N.C. State Study: Construction Can Pay For Itself Over Time
Posted May 26, 2005
RALEIGH, N.C. — A study by North Carolina Sate University suggests Triangle cities and counties do not always need to consider new taxes to pay for additional services needed as a result of growth.
The study finds that over time, the construction can pay for itself.
Dr. Mike Walden, an economist at N.C. State, estimates a new 100-home subdivision and the commercial business that typically follows can generate $556,000 in annual tax revenue.
"There's enough new tax revenues generated to fund the services, additional schools, new teachers and additional roads for commuting that a typical subdivision generates," Walden said.
Walden said he believes to provide new services, local governments would have to spend approximately $553,000 each year.
The key to this formula, Walden said, is timing.
First, new businesses have to come quickly.

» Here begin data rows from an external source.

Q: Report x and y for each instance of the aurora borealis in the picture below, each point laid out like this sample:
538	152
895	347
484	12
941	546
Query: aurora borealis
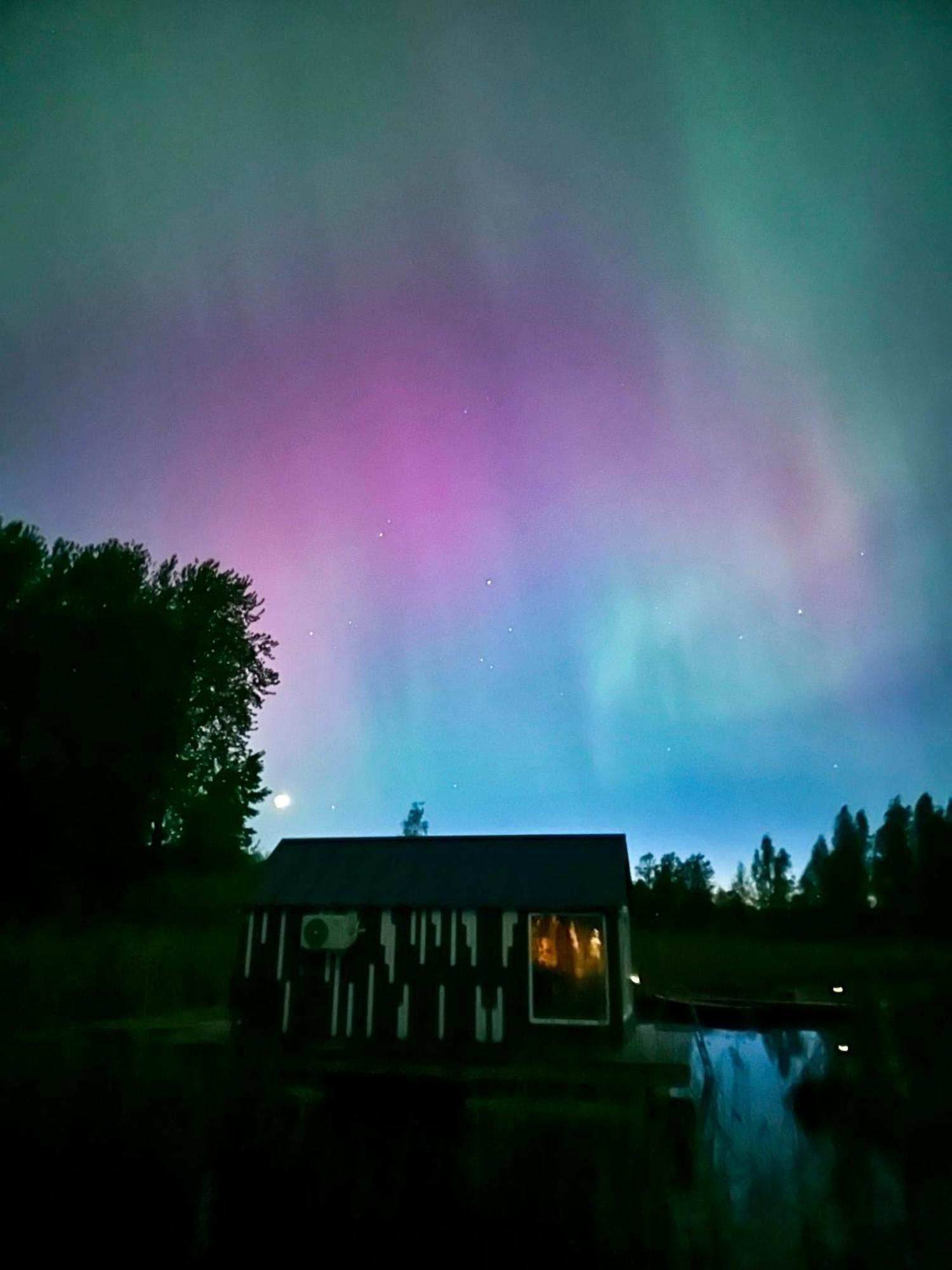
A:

He also suggested cities and counties should revaluate homes more often.
Tim Minton of the Home Builders Association hopes these figures will convince local government new fees are not always the answer to a budget crunch.
Last year, Fuquay-Varina raised one fee on new homes by more than $7000.
"When you raise a fee, that means there's someone else there that may not be able to purchase the American dream," Minton said.
The Home Builders Association said it plans to present a copy of the study to all municipalities in Wake and Durham counties.
The N. C. State study also shows how home building fuels the Triangle's economy. Construction of a 100-home subdivision has an economic impact of $31 million with 147 jobs created during the building process.
Once residents move in and commercial development follows, an estimated $6.7 million of income is pumped into the local economy and 174 permanent jobs are created.